Comedian Tracy Morgan offered one take:

I think he deserves it. I think he’s really trying to stop nuclear war. I love Obama. You see how cool he is? You see the way he gets off of Air Force One? He kicks that leg just like Richard Roundtree. Ain’t no other countries gonna mess with us.

On a (slightly) more serious note, a brief article about the history of the Nobel Peace Prize offers this line:

Much has been made of Obama’s seemingly premature win and the committee’s vague reasoning (he promoted “international diplomacy and cooperation between peoples”).

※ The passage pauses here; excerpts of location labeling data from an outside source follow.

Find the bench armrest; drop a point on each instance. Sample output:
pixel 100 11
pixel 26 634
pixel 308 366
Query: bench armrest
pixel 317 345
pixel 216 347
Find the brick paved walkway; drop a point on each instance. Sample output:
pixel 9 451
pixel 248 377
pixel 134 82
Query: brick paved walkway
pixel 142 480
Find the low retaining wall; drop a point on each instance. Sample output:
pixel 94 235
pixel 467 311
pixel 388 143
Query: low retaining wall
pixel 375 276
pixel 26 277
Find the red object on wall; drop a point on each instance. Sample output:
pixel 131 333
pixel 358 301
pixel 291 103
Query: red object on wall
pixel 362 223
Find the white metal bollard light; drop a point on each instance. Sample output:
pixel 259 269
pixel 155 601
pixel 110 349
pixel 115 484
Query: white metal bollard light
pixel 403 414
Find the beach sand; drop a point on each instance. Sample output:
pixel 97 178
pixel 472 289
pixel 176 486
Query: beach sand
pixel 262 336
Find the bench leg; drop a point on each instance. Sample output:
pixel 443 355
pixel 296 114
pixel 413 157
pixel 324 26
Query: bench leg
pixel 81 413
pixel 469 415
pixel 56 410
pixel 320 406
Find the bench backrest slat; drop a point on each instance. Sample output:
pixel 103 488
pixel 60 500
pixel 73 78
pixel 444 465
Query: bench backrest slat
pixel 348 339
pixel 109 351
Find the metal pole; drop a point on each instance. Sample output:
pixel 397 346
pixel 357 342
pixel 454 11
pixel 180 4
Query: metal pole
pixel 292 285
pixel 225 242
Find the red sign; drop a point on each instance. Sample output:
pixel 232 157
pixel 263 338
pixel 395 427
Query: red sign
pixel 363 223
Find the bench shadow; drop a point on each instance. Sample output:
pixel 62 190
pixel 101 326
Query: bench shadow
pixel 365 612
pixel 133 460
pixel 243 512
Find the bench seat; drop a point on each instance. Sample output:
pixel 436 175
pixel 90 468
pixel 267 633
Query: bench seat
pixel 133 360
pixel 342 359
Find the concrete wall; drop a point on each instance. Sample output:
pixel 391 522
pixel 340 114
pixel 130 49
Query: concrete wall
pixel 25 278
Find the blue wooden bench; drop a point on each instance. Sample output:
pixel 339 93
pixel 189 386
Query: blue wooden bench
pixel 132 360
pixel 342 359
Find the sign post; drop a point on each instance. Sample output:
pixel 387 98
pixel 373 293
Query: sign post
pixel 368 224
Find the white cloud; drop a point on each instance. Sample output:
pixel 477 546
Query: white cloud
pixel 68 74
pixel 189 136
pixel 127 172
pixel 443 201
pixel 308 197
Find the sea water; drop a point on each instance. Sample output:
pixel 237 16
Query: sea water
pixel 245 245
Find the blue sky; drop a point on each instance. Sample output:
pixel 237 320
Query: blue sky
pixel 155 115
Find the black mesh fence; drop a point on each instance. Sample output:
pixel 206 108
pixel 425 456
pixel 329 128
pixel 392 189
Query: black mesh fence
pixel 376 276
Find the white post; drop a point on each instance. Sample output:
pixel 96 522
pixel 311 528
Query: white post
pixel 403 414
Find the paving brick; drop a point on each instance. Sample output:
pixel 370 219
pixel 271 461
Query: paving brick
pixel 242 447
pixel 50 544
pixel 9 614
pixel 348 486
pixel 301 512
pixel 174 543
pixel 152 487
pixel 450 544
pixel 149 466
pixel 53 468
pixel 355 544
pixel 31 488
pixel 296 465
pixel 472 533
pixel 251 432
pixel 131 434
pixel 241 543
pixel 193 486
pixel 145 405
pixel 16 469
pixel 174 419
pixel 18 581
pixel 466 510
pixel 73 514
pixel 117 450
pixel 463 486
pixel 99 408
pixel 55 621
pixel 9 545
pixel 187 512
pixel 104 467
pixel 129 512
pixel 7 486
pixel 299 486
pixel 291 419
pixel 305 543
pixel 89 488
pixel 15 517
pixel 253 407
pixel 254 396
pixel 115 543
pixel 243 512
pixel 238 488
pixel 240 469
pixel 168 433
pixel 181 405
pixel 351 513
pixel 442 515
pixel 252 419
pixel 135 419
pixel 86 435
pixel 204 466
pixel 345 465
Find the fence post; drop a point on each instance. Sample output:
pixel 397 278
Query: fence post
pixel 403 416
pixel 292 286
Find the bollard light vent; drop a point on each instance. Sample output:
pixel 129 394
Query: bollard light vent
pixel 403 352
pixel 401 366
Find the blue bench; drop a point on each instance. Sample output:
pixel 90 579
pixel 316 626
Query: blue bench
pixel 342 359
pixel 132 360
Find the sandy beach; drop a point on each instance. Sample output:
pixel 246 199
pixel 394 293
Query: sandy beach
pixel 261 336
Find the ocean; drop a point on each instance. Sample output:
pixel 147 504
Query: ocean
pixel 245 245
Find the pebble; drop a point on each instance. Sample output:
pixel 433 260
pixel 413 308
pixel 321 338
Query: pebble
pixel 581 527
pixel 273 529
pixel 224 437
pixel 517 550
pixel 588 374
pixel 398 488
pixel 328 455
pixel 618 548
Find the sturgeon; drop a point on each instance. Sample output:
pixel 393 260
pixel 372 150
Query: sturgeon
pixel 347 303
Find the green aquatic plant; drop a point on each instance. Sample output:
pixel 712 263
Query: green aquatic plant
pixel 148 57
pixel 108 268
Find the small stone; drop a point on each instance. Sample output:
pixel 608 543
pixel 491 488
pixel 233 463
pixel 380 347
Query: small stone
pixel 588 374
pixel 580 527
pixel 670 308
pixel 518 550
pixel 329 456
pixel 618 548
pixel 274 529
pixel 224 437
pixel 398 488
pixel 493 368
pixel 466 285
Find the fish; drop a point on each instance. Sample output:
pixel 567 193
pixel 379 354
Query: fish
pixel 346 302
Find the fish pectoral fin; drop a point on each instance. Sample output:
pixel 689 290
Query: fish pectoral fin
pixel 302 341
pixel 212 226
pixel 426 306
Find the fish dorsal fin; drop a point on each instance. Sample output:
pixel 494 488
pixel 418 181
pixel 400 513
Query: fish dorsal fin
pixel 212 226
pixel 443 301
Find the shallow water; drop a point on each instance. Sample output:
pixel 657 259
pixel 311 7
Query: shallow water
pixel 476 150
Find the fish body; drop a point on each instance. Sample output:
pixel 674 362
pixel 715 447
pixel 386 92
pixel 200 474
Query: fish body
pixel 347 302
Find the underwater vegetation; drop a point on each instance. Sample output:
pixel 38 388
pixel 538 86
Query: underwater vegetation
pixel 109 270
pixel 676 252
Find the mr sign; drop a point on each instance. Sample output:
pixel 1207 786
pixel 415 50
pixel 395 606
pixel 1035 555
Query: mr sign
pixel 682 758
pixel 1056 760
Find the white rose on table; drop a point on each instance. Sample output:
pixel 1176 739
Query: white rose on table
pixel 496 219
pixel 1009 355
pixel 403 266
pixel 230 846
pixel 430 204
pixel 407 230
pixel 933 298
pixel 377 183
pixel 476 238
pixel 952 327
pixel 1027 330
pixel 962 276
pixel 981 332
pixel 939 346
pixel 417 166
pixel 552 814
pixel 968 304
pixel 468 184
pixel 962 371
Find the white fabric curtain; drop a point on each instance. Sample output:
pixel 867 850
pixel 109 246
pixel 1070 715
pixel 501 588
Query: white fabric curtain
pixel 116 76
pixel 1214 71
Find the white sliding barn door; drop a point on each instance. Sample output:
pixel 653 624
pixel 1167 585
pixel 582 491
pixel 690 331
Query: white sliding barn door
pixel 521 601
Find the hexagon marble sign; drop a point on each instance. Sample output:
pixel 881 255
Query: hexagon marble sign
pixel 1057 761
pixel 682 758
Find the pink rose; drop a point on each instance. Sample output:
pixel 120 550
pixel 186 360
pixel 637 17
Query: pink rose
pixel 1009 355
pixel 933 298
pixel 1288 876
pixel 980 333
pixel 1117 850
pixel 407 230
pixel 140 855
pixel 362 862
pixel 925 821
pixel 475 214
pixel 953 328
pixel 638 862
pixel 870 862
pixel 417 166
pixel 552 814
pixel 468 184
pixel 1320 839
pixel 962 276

Seemingly? Seriously? At least TIME includes one acknowledgement that the award is premature at best. You might be surprised to learn that the author responsible for that line of thinking is Obama apologist Joe Klein:

The Nobel Peace Prize, presented prospectively ? a triumph of hope over inexperience ? threatens to become a central metaphor of Barack Obama’s turbocharged political career. He seems fated to be feted for who he is not (George W. Bush) and who he might turn out to be, but not for things he has actually done. This is dangerous stuff, politically. It almost guarantees disappointment.